As a banker he rose through the ranks to the top of his career before opting to follow his passion and “abiding desire to contribute more directly to the overall economic and political transformation of his beloved Abia State in 2014.”

But that was not until he had, within four years, taken the now defunct Diamond Bank from a little above a fringe player in the fiercely competitive Nigerian banking landscape to one of the best positioned in the country by all indicators, even with significant presence on the continent and beyond,

Rescue from bondage

One would have thought that a man with such a tested competence will not face stiff opposition in his quest to deploy his wealth of experience in transforming his home state in the capacity of governor.

Abia, a state that prides itself as God’s own state, has ironically become a commonly cited example of a grossly misgoverned state. And as far as Otti is concerned, this narrative must be changed and the people rescued from an age-long bondage, hence his decision to join politics in 2014 ahead of the 2015 elections.

As expected, it did not take much time for him to win the support of the masses who easily saw in him the willingness to do things differently. They went ahead and said so through their ballots. But the Independent National Electoral Commission (INEC) and subsequently the court decreed otherwise.

But knowing that the road to his destination would not be smooth, Otti has continued to keep hope alive. Facing a sitting governor that was out to throw money around and a ruling party with the federal might, in 2019 elections proved even more trying for him. He placed third.

Otti has not still given up. Instead he has officially declared for the All Progressives Congress (APC), with a vow that the nation’s ruling party will free the state from the bondage of the People’s Democratic Party (PDP) in 2023. He said he decided to leave the All Progressive Grand Alliance (APGA) under whose platform he ran for governor twice because of its poor leadership. Thousands of his then APGA loyalists have since joined him.

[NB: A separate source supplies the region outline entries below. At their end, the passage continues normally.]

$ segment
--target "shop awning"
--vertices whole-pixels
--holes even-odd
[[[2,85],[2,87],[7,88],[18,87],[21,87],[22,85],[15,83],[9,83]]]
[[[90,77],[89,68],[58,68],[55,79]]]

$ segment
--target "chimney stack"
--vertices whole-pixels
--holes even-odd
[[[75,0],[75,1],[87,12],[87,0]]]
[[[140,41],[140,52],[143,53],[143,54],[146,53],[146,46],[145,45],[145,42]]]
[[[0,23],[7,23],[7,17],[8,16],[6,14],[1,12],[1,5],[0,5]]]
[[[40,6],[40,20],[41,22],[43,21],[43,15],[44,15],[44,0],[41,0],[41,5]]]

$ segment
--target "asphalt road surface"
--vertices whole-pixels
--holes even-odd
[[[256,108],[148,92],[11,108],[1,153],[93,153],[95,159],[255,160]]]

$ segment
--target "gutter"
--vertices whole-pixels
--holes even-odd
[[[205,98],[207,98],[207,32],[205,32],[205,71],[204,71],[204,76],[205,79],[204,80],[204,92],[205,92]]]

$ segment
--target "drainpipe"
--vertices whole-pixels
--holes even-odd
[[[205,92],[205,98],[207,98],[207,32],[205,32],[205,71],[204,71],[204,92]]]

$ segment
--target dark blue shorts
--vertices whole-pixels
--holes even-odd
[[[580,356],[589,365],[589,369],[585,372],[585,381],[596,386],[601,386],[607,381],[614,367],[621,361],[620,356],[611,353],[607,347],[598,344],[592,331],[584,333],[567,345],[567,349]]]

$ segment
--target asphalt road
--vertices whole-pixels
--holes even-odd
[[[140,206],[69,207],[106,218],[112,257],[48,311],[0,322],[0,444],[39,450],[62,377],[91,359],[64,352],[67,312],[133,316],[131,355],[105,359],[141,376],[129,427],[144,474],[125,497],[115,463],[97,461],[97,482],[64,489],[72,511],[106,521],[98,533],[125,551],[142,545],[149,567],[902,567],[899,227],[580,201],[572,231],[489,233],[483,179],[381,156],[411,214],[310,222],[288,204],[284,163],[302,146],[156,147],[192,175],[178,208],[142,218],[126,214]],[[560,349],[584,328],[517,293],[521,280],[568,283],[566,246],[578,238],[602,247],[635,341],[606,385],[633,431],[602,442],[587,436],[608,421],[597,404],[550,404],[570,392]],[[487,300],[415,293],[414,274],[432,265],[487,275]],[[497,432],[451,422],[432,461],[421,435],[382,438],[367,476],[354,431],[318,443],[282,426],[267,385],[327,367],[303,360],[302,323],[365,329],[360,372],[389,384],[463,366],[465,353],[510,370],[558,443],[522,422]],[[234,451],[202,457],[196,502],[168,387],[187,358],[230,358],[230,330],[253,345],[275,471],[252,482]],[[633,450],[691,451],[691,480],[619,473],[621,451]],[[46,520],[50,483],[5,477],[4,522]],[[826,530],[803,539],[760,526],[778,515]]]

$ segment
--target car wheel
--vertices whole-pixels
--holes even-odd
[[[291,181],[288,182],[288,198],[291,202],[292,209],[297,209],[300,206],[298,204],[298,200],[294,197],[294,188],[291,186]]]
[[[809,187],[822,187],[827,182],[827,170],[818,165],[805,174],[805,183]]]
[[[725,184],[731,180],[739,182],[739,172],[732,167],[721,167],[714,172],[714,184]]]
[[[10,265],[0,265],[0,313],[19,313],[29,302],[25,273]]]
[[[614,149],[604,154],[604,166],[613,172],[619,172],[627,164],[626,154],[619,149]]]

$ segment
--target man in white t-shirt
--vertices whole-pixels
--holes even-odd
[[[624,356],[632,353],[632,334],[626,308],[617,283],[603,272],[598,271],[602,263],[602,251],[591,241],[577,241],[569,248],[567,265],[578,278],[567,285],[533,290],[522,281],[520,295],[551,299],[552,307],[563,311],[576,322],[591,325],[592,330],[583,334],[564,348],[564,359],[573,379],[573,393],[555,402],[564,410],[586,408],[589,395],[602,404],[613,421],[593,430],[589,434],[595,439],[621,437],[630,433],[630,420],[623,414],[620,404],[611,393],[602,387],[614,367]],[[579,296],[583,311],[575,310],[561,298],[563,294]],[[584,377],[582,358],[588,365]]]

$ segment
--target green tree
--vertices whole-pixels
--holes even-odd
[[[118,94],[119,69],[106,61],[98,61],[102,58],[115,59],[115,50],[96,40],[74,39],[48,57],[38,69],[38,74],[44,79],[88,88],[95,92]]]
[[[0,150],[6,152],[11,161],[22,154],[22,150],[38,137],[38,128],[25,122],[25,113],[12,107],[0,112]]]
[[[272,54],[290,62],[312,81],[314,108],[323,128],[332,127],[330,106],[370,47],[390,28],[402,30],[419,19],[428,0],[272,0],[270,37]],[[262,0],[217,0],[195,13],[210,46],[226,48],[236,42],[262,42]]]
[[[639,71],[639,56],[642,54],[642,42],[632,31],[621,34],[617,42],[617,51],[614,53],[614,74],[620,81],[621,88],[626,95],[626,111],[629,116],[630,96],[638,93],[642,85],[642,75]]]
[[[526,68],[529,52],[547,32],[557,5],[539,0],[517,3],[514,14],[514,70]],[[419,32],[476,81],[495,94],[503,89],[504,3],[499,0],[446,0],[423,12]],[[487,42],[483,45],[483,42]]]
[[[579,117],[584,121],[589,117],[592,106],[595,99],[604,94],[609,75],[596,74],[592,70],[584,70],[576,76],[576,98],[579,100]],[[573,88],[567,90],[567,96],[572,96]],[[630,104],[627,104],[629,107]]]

He told Business Hallmark recently that anybody that would ask what he would do differently as governor does not know Abia State as anything would be an improvement in a state that is on its knees.

“The state is on its knees. It’s at its rudimentary level, so whatever you bring will be an improvement. But of course, we have our goals for Abia and we know how to achieve them. And if you also understand where I am coming from and what I have done in the past, and what I’m capable of doing, then that question will not arise.

He believes fixing infrastructure is critical and not rocket science.

“When you pick infrastructure, there is absolute decay. But it’s not rocket science to fix infrastructure, and it’s not a favour to the people when you fix infrastructure. On the other hand, when you don’t fix infrastructure, investments both local and foreign will take to their heels. And that’s what has happened.”